O presidente Lula parece estar se divertindo muito com o episódio Sarney. E se diverte antes, com a reação do Planalto. Depois, com a surpresa do próprio Sarney. E finalmente com o assombro de íntimos e não íntimos, com a facilidade com que se desmente, se contradiz ou se desdiz.
Primeiro, logo no início das acusações, surgiu com essa novidade sensacional a respeito do “julgamento” que as pessoas têm que ter. Para ele, “Sarney não pode ser julgado como um homem comum, por causa da biografia”.Concordo inteiramente com o presidente. Um homem como Sarney, que transitou com toda a facilidade e felicidade da ditadura para a democracia, tem que ser admirado, que capacidade.
Mais concordância: entrando na política pobríssimo, sem bens de família, hoje ostenta uma fortuna para ninguém botar defeitos, ele e a família. Nessa matéria de enriquecimento, para ele tudo é familiar.
E finalmente, minhas reverencias ao presidente Lula por ter visto na frente de todos: tendo começado em 1954/56 como suplente de deputado na Frente Parlamentar Nacionalista, Sarney foi percorrendo todas as faixas, chegando à extrema direita. Orgulhoso e feliz, anunciou: “É preciso acabar a dinastia de 40 anos de Vitorino Freire”. Acabou mesmo, implantou a sua, exatamente de outros 40 anos.
Só que Vitorino não tinha herdeiros políticos, acabou, acabou. Sarney tem filhos, netos, sobrinho, afilhados, até o namorado da neta (ainda é? Os jornais não dão sequencia).

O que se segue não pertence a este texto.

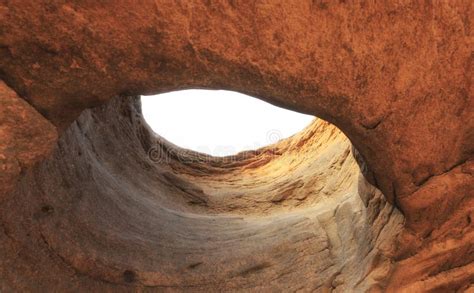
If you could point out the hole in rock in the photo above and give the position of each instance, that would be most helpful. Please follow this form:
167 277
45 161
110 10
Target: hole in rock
219 123
290 216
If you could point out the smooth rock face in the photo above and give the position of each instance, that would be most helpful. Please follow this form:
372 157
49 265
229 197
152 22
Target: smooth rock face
116 206
395 78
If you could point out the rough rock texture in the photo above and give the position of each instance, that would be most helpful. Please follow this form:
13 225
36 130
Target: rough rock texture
396 78
105 211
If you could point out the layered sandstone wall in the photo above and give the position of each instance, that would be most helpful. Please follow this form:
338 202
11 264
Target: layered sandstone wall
396 78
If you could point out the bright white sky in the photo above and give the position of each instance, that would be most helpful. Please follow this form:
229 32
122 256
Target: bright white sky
219 123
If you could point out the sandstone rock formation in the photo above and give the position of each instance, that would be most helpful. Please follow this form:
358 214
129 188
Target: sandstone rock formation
97 209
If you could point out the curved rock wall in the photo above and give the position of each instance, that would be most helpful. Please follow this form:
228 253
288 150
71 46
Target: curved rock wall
396 78
105 211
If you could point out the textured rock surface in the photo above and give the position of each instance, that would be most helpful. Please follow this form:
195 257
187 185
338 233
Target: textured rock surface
395 78
101 213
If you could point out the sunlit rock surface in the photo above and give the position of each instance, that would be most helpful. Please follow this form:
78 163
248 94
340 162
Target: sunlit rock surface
116 205
97 213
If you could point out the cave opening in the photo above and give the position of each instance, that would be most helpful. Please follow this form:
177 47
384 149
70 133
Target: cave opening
267 219
218 122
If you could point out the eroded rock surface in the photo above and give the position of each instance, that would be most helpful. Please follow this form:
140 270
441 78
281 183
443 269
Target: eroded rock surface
104 211
396 78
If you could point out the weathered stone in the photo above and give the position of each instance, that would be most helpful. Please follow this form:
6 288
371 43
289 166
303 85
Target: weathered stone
396 78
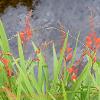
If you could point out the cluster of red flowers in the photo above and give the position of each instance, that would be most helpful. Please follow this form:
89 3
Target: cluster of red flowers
92 44
73 72
26 35
6 62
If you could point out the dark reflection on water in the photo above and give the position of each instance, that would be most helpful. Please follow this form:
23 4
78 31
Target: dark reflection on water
29 3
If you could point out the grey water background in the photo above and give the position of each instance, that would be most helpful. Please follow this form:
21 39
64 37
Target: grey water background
73 14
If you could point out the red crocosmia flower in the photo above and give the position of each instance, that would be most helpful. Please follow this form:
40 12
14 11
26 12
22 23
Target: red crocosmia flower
97 43
69 50
36 59
22 37
9 72
37 51
74 77
5 61
69 57
88 42
70 70
29 34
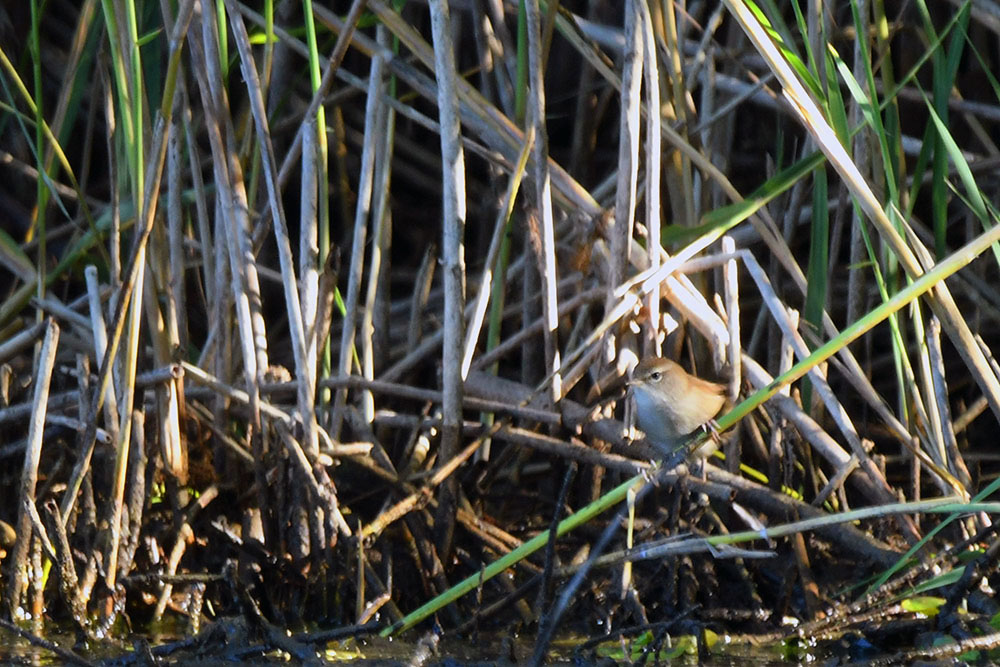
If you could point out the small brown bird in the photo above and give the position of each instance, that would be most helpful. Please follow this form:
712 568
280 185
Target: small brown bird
670 404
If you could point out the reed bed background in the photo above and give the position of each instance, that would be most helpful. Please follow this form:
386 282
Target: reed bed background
316 317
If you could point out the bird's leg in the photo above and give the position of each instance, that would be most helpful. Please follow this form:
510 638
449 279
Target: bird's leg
712 428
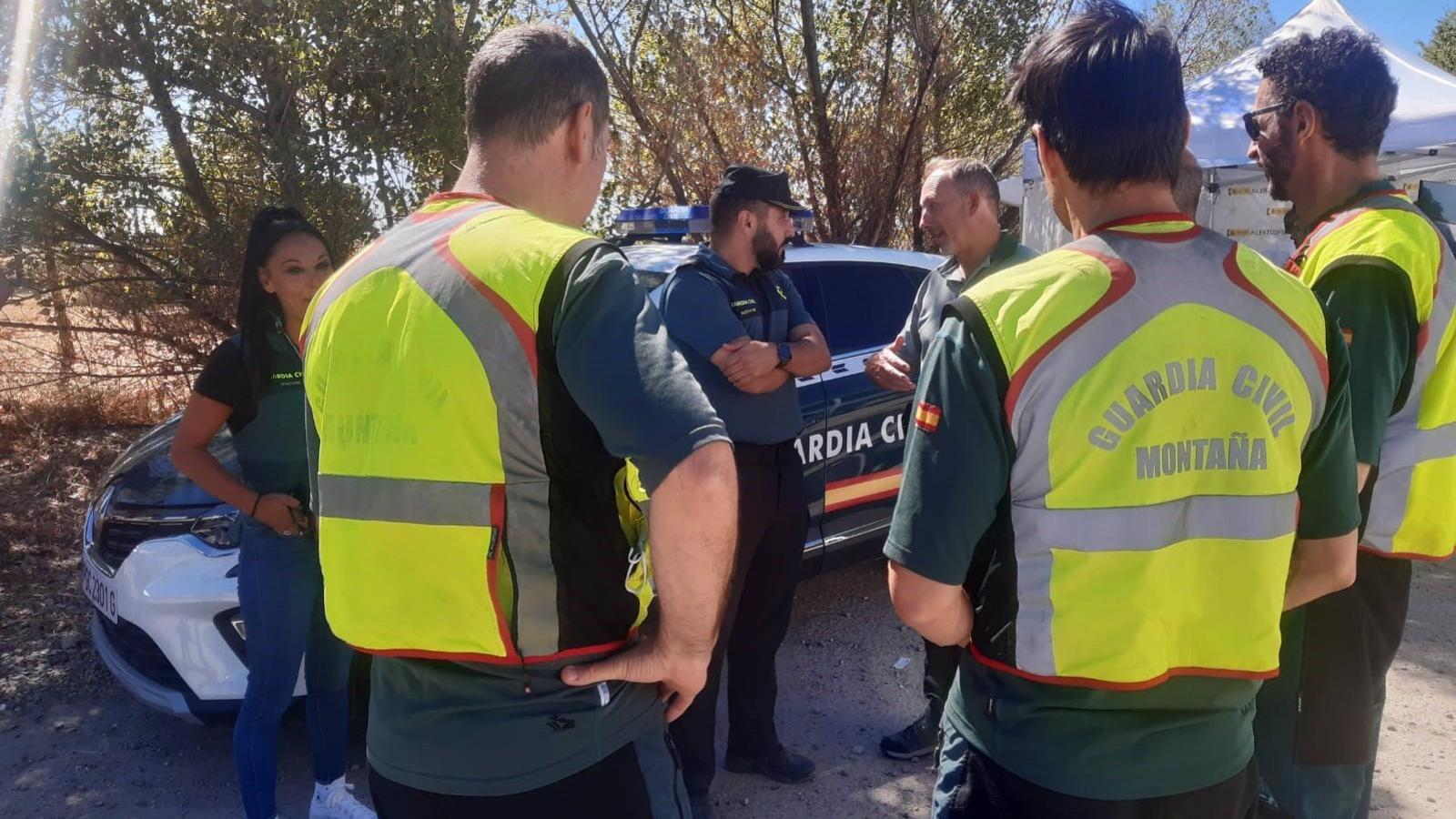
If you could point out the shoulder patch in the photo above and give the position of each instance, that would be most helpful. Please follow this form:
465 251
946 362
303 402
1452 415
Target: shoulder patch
926 416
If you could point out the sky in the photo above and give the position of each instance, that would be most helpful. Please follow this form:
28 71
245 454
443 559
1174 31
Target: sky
1400 22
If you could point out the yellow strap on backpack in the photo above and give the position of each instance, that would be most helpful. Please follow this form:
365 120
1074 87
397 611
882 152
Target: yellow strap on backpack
632 503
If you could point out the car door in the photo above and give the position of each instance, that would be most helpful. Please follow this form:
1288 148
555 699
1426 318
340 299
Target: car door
815 414
861 443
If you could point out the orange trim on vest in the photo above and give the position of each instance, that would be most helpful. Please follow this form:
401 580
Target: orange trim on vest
446 196
488 659
1106 685
1402 555
1168 238
1123 280
1230 268
523 331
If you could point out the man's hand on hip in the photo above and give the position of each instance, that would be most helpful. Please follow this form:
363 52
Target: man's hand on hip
677 675
888 370
749 360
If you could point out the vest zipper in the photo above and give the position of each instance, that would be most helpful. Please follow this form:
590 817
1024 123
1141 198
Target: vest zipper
516 608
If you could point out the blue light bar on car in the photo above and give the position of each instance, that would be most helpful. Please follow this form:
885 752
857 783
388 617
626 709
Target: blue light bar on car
681 220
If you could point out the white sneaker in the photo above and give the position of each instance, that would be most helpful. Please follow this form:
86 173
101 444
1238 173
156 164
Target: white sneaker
335 800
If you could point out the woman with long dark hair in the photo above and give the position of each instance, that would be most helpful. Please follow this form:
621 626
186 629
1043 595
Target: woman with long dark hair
254 383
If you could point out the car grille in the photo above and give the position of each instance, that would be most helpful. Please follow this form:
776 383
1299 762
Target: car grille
120 537
142 653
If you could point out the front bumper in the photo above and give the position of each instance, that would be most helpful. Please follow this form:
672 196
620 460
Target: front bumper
174 646
142 687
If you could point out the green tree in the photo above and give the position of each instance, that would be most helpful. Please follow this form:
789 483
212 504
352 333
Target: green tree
155 128
1441 51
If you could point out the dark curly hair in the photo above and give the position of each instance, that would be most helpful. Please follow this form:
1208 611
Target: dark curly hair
258 310
1107 91
1344 76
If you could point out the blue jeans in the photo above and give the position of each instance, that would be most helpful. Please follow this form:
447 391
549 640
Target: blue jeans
280 589
1312 792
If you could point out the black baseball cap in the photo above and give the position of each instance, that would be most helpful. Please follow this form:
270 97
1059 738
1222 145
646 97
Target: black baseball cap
749 182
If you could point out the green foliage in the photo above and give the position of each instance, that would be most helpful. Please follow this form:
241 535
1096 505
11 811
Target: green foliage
1441 51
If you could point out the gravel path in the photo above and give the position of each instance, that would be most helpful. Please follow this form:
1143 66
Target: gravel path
91 751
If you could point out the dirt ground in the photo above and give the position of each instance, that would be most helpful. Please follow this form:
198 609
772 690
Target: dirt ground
80 746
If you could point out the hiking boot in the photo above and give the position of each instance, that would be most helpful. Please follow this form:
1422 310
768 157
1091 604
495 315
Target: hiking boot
335 800
917 739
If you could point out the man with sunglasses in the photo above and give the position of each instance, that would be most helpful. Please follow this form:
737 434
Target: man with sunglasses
1094 503
1388 278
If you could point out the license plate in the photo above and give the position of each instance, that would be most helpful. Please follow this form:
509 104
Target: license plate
99 591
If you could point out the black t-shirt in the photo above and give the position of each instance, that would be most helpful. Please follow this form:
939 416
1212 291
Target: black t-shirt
225 379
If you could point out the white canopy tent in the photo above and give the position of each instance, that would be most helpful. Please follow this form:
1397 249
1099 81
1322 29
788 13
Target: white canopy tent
1419 145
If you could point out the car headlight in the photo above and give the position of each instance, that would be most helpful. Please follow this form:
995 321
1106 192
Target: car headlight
216 530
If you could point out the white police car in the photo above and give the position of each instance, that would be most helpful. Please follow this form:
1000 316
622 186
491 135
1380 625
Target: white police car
160 564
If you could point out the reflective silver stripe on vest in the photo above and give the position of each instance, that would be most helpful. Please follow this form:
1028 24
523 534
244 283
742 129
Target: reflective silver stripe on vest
405 500
1405 445
1169 274
1150 528
513 388
1165 274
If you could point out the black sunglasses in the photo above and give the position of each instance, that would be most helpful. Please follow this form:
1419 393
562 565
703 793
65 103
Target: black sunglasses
1251 126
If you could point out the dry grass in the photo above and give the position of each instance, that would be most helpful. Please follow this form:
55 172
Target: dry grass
60 428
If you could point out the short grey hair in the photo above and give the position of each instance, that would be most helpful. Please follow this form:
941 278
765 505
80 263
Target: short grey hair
526 80
972 175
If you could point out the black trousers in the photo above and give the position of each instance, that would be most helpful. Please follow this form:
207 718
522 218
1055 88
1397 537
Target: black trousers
941 663
637 782
990 792
772 523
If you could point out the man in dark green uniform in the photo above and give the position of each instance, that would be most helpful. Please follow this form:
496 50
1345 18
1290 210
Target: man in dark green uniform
1317 127
958 207
746 336
1019 742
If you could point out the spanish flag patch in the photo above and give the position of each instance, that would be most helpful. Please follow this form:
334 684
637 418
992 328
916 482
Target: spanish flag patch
926 416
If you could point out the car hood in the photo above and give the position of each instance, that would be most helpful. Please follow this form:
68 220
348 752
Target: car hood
145 475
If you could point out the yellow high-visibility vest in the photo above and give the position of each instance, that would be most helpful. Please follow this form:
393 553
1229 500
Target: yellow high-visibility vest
462 513
1161 383
1412 503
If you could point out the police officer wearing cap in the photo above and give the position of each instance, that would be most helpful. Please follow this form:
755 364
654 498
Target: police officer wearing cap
747 337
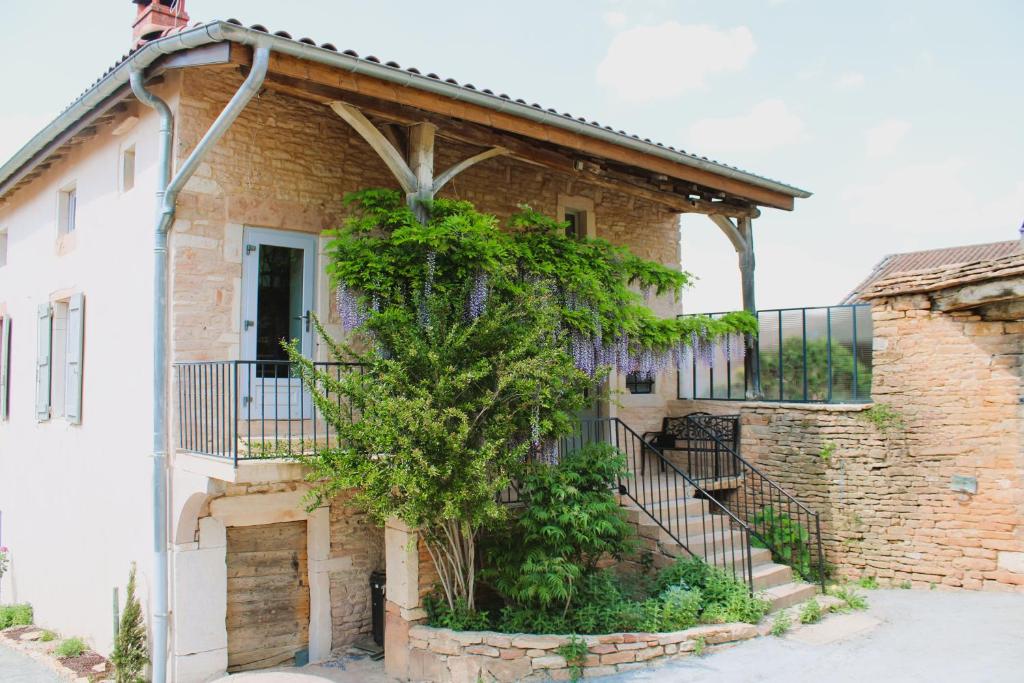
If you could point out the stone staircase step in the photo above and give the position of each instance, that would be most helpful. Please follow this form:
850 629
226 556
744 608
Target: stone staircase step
689 506
790 594
716 536
771 574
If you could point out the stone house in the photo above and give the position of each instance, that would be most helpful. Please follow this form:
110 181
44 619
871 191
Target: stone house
135 361
924 484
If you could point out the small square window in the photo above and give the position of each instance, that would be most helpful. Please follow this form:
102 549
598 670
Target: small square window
639 384
67 210
128 169
577 226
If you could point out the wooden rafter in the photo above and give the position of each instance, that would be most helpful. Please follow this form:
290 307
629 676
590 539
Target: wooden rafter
376 139
529 152
456 169
287 66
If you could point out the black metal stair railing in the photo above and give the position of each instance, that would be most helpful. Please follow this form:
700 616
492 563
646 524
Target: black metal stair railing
251 410
690 516
775 518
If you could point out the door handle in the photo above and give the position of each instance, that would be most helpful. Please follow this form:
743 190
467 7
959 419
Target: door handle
303 317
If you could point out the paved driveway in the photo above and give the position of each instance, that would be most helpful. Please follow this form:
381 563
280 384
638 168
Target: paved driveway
904 637
18 668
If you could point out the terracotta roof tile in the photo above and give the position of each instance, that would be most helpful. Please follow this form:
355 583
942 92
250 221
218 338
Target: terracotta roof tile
931 280
930 259
468 86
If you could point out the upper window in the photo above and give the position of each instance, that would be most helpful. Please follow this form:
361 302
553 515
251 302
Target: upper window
636 384
60 333
577 226
578 214
4 368
128 169
67 210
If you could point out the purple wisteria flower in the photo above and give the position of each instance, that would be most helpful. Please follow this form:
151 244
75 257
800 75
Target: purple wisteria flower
477 304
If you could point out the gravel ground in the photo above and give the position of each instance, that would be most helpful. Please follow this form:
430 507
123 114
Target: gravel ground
18 668
904 636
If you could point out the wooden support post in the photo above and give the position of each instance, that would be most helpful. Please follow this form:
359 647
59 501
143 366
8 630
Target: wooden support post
752 360
415 175
421 161
740 233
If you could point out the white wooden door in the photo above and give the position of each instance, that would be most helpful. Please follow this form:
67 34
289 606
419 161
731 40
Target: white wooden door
278 286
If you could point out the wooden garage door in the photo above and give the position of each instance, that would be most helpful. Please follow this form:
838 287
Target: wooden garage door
267 595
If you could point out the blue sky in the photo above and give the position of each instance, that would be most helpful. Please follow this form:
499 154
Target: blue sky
903 117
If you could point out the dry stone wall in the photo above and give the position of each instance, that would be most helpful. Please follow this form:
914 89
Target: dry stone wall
886 497
442 655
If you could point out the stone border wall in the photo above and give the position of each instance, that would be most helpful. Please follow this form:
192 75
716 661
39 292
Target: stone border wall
456 656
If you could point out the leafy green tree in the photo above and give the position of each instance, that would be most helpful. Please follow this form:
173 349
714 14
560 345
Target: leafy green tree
477 346
130 654
570 519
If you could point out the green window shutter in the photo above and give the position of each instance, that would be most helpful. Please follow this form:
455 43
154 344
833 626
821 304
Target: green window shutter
73 374
44 323
4 368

Apesar de tudo isso, Lula não abandona o político Jose Sarney. Uma semana depois, absoluto e irrepreensível, Lula sempre publicamente declara: “Não votei em Sarney para presidente do Senado, eles que resolvam a questão”.
Não era desprezo, contradição, reviravolta. Apesar do seu “companheiro” Tião Viana ter duvidado de Lula, este mais uma vez é o guia genial, e tem o meu aplauso total e sem restrições.
A vida é dinâmica e não estática, raciocinou profundamente, e sempre com a maior coragem, mostrou que a coerência consiste em mudar e não em ficar. Bravos, presidente, não entendem essa competência de estudar os problemas.
Galileu não disse que a Terra por si move? E não tomou outra posição? Por que contradizer a Inquisição, que tinha certeza de que a Terra estava sempre parada?
Era a segunda posição, mas não a ultima. Ontem, sexta-feira, Lula deu mais uma aula inteiramente sensata e da qual só os tolos discordam. Defendeu Sarney e de passagem chamou alguns críticos de IMBECIS. O presidente não gosta de eufemismos, tem certeza de que o cidadão comum nem sabe o que é isso.
Dizem no Planalto que essa terceira afirmação do presidente foi lançada diretamente contra Mercadante, Suplicy, Palocci (como candidato ao governo de São Paulo) e todos os que se atiram contra o “grande amigo” Ciro Gomes. Neste caso, Sarney foi apenas uma estrada que Lula percorreu, não precisamente para atacar ou defender o presidente do Senado, e sim para fulminar “os que não entendem suas jogadas geniais”.
E uma delas, saída diretamente de sua cabeça, é o registro de Ciro como candidato a governador de São Paulo. Ciro não tem a menor chance de ganhar e até mesmo de obter legenda.
Mas Lula está executando uma estratégia, como criticar antecipadamente uma estratégia? Napoleão na Rússia e depois em 1812, partindo para o confronto com o almirante Nelson, não cumpria uma estratégia? Nenhum constrangimento em aplaudir o presidente Lula, afinal, quem se compara a ele, partindo do interior de Pernambuco e chegando a Brasília e conquistando o Planalto-Alvorada, o Brasil e o mundo?
Segunda-feira o Congresso reabre, depois de um necessário, reconfortador e indispensável recesso. O presidente Lula não pode deixar de fazer uma saudação a esses bravos parlamentares. E tendo refletido (uma constante do presidente) profundamente sobre a presidência do Senado, não deixará de vir com sua contribuição para resolver o problema.
Não tentem adivinhar, apenas se preparem para aplaudir. É uma estratégia e não uma tática, iriam querer que Lula antecipasse tudo que obteve com elocubrações geniais?
Quanto a este repórter, não me interessa se o presidente confirma a primeira ou a terceira afirmação, mesmo negando a segunda.